Day 5 of my Mary Stewart Advent Calendar already, I’m starting to believe I might actually find time to post something each day.
I seem to be working in chronological order, more by accident than design, so today I’m posting about Trimdon again, when Mary was very little.
When Mary’s father, Rev Frederick Albert Rainbow, took up his post at St Mary Magdalene’s, Trimdon, he immediately launched the monthly Trimdon Parochial Magazine. This magazine is chock-full of church service and Communion times; notifications of births, marriages and deaths; Sunday School outings reports – the usual church notices and intimations, with the addition of fairly frequent requests to his parishioners to attend church more regularly or give more generously to missionary funds.
As well as this, intriguingly, ‘The Vicar’s Letter’ section also contains some hints as to what was happening in the Rainbow family at different times. For example, in the Easter 1918 magazine we have:
‘P.S. Since sending the above letter to the printer, Scarlet Fever has broken out in my family. Of course the patient is isolated, and the doctor assures me there is no fear of infection in my carrying on all duties as usual. However, as far as possible I shall avoid visiting for a time where there is a family, and I am confident you will not think this neglect.’

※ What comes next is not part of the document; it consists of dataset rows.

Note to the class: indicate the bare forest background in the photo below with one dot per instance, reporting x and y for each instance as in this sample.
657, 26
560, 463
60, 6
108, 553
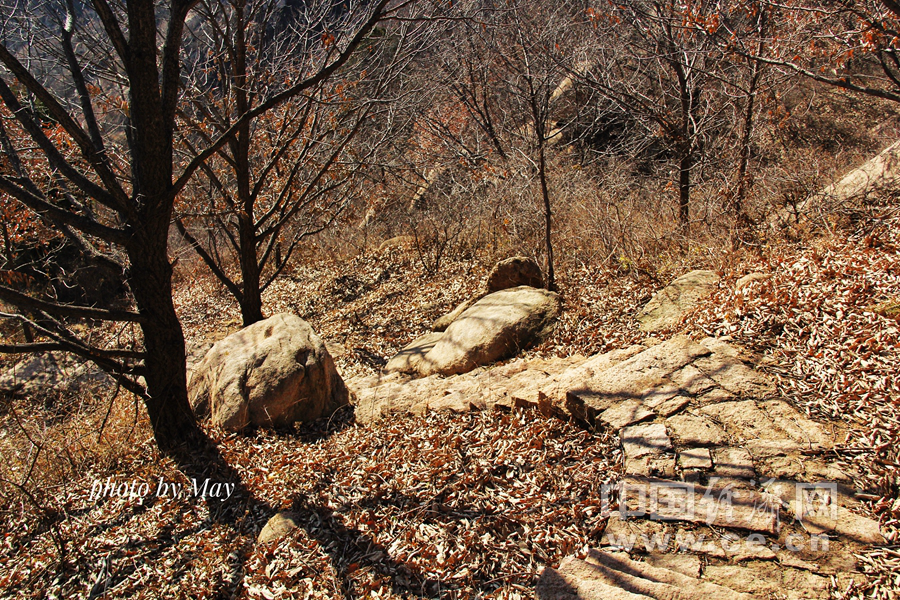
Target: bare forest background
173, 170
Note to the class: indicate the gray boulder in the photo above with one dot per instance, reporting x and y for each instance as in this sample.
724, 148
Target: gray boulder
496, 327
270, 374
443, 323
514, 272
672, 302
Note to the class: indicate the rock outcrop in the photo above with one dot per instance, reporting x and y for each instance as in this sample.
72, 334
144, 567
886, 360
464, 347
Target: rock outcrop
513, 272
495, 327
270, 374
672, 302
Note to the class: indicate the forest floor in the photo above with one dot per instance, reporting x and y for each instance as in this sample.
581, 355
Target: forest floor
450, 506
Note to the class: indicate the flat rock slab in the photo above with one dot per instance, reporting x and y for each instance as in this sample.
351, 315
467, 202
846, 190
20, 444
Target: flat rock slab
280, 525
818, 508
626, 413
513, 385
680, 501
691, 430
770, 580
640, 440
497, 326
639, 377
733, 463
695, 458
671, 303
613, 575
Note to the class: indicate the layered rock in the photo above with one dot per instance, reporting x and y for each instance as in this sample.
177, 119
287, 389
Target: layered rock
671, 303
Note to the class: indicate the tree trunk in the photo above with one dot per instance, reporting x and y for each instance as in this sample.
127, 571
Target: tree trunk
251, 299
548, 217
684, 189
174, 424
150, 273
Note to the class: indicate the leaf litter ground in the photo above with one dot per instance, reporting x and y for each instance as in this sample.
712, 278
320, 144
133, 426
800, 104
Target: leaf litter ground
461, 506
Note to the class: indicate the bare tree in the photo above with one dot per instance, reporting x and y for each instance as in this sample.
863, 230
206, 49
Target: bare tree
502, 74
100, 168
288, 174
657, 62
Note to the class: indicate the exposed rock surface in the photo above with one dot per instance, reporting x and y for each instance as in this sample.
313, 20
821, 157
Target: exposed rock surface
669, 304
750, 278
495, 327
442, 323
270, 374
513, 272
613, 575
409, 359
280, 525
701, 430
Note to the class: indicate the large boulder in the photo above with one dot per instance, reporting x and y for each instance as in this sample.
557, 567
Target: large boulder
270, 374
672, 302
514, 272
496, 327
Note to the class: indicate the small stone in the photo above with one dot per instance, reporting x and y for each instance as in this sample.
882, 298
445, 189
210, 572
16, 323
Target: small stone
280, 525
672, 406
750, 278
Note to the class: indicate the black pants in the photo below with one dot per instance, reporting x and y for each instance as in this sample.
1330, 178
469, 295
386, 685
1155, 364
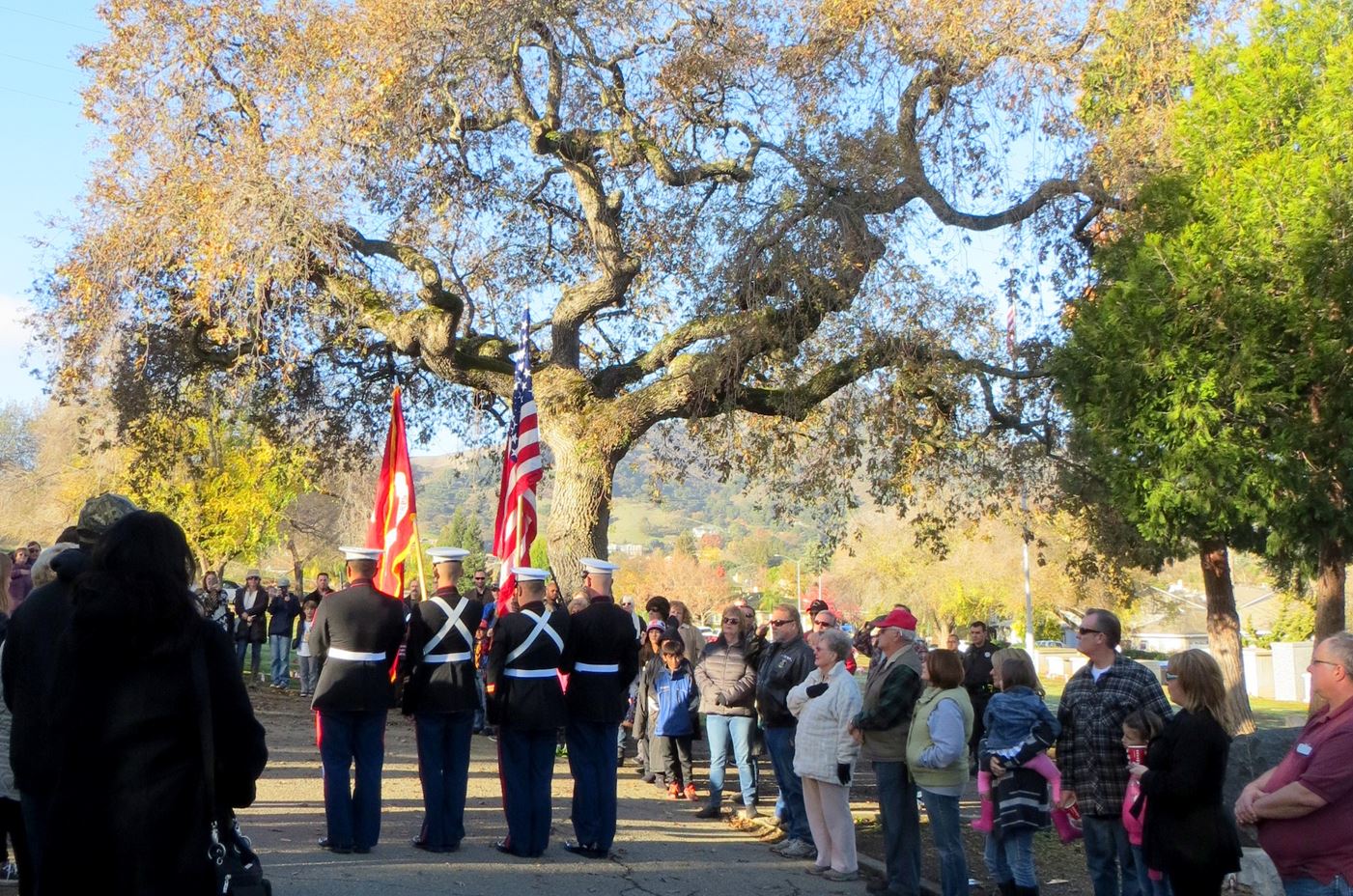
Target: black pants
11, 824
674, 758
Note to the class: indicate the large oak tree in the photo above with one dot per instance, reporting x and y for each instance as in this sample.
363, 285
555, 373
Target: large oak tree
729, 210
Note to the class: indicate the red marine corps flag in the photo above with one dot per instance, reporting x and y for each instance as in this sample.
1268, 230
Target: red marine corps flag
392, 528
515, 527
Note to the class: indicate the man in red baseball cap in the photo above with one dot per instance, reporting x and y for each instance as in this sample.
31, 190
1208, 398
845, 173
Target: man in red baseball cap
890, 694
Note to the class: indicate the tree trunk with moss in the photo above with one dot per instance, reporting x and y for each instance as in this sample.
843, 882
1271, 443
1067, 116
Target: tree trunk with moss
1224, 630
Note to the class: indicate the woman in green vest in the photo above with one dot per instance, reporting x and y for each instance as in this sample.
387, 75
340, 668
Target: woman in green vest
937, 754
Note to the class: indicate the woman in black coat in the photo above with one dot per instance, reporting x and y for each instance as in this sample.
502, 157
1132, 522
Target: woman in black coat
130, 809
1188, 832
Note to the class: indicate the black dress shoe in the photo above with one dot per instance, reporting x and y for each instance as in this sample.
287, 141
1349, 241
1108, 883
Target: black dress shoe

Wikipedia tells us that scarlet fever was ‘a leading cause of death in children in the early 20th century’. It most commonly affects children, and it is possible but rare to catch the disease more than once.
Mary’s brother Gerald is recorded in the August 1921 edition of the magazine as being ‘interned in the Isolation Hospital at Sedgefield’ due to scarlet fever – which he contracted while in Darlington for an unspecified operation. So it seems highly likely that the ‘patient’ of Easter 1918 was Mary, at the tender age of approximately 18 months.